I had the same issue, and found the solution by illustrating the problem as a triangle:

- Q = our current position,
- P = target current position,
- V1 = target velocity,
- v2 = our velocity,
- z = time from now that intersection will happen,
- FP(z) = position of intersection.
- By || I mean the magnitude of the vector inside.

As you can see, we have an angle and three sides of which two are dependent on z.

We can then use the formula to create an equation:

a^2 = b^2 + c^2 - 2 * b * c * cos(A)

(|V2| * z)^2 = (|V1| * z)^2 + |PQ|^2 - 2 * |V1| * z * |PQ| * cos(angle(PQ, V1))

Note: it is important for the angle that we use PQ and not QP, for the magnitude it doesn’t matter.

After some re-writing, we get a quadratic function = 0 with the coefficients:

- a = |V2|^2 - |V1|^2
- b = 2 *|V1| * |PQ| * cos(angle(PQ, V1))
- c = -(|PQ|)^2

We then use the normal formula for solving a quadratic function = 0 to find z. If there is a possible intersection, then we will get a positive z. Remember to check if a != 0 and that the determinant >= 0 (return a negative number if we can not find a solution).

If we get a positive number, we can use FP(z) to find the position of the intersection. FP(z) is a simple line equation for lines in 3d:

FP(z) = P + z * V1

If we get a negative z, it is up to yourself how to handle this. You might also want to create an upper bound on z, so if the missile is chasing behind the target with a small velocity difference, it isn’t aiming 10km ahead.
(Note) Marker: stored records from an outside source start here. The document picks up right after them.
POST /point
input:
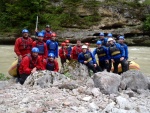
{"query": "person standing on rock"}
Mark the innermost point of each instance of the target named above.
(87, 58)
(123, 45)
(117, 55)
(103, 56)
(69, 49)
(77, 49)
(88, 45)
(63, 53)
(103, 39)
(41, 45)
(52, 64)
(52, 45)
(30, 64)
(47, 33)
(23, 46)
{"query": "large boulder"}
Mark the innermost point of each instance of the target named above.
(108, 83)
(45, 79)
(75, 70)
(134, 80)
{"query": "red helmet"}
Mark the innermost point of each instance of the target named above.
(87, 44)
(67, 41)
(63, 44)
(53, 34)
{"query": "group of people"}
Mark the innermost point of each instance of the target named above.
(42, 54)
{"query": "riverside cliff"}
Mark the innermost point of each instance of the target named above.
(117, 17)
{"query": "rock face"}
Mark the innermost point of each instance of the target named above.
(108, 83)
(134, 80)
(45, 79)
(75, 70)
(51, 98)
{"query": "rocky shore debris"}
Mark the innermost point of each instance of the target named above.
(83, 97)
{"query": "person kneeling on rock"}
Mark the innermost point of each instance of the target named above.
(30, 64)
(87, 58)
(52, 64)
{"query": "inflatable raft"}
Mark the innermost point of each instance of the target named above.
(13, 69)
(132, 66)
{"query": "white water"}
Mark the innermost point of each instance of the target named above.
(140, 55)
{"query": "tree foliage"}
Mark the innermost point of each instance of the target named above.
(147, 23)
(19, 14)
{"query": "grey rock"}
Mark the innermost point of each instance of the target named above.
(45, 79)
(93, 107)
(108, 83)
(116, 110)
(142, 109)
(88, 98)
(108, 108)
(75, 70)
(124, 103)
(130, 93)
(3, 84)
(134, 80)
(68, 86)
(96, 92)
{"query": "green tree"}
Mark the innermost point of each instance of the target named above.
(147, 23)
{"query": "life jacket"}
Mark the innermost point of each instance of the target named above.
(40, 47)
(69, 49)
(100, 52)
(50, 66)
(32, 64)
(114, 50)
(104, 41)
(52, 46)
(25, 44)
(47, 35)
(87, 56)
(78, 50)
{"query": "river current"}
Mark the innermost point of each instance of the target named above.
(140, 55)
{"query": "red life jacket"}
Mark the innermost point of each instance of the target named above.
(78, 50)
(32, 63)
(25, 44)
(47, 36)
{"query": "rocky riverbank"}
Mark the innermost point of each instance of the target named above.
(49, 92)
(117, 17)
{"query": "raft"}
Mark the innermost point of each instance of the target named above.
(13, 68)
(132, 66)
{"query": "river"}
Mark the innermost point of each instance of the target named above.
(140, 55)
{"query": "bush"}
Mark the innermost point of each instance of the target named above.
(147, 23)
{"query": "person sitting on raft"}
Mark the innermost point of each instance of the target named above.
(30, 64)
(52, 64)
(87, 58)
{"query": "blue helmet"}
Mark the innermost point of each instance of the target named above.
(51, 55)
(25, 31)
(109, 35)
(101, 34)
(98, 42)
(121, 37)
(35, 50)
(40, 34)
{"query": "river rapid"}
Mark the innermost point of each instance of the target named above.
(140, 55)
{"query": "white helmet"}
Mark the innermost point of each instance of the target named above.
(84, 47)
(110, 39)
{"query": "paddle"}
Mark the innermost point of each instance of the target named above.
(36, 27)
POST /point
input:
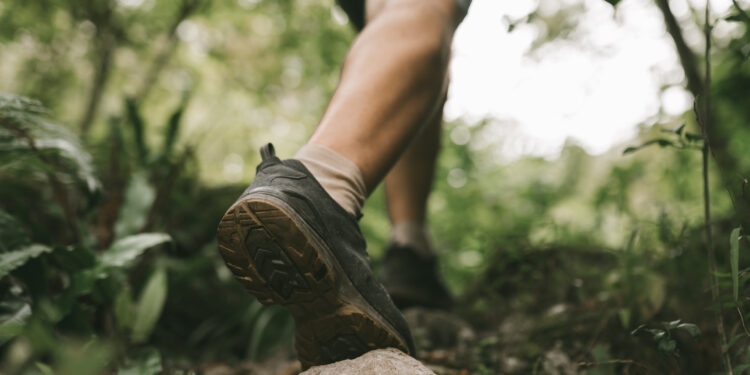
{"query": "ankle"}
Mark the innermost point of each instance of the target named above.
(412, 234)
(338, 176)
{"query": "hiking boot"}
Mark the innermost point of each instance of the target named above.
(289, 243)
(414, 280)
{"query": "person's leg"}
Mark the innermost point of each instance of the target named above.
(289, 240)
(391, 82)
(408, 183)
(410, 265)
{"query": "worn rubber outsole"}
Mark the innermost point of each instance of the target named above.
(281, 260)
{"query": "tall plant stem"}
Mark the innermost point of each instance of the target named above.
(705, 120)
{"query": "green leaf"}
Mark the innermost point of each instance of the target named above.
(139, 197)
(123, 309)
(12, 232)
(659, 141)
(150, 305)
(136, 120)
(17, 258)
(13, 325)
(259, 329)
(734, 260)
(638, 330)
(691, 328)
(146, 361)
(44, 369)
(667, 346)
(26, 116)
(736, 17)
(125, 250)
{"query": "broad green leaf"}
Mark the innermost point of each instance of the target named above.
(691, 328)
(27, 115)
(125, 250)
(17, 258)
(13, 326)
(734, 260)
(146, 361)
(139, 197)
(149, 306)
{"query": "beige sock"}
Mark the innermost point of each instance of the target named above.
(339, 176)
(412, 234)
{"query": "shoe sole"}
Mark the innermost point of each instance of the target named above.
(281, 260)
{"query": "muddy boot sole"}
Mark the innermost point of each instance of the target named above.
(281, 260)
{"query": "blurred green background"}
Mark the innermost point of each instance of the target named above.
(128, 127)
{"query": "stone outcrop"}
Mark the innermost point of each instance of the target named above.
(376, 362)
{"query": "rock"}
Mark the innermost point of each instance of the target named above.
(377, 362)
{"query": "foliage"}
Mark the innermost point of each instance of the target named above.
(107, 259)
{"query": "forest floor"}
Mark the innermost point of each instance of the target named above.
(552, 311)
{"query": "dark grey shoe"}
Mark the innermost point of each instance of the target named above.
(288, 242)
(413, 280)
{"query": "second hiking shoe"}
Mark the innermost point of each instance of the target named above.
(288, 242)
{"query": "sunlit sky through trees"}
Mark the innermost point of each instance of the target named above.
(594, 85)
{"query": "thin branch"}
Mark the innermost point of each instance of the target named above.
(706, 123)
(187, 8)
(687, 57)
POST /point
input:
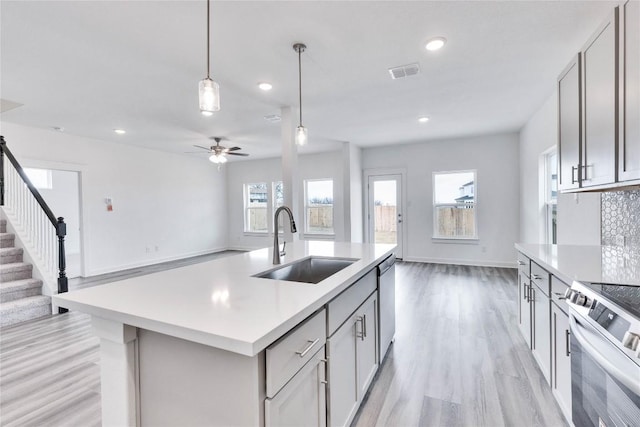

Update: One thing I didn’t take into account when writing this answer was that it is possible for two intersections to exist. In that case we will get two positive z values. Choosing the lowest positive z should be the most optimal option (earliest intersection point), but choosing the other is still valid. Just make sure to be consistent between choosing the closest or furthest intersection or you can end up with constantly switching between the points ending up not really reaching either.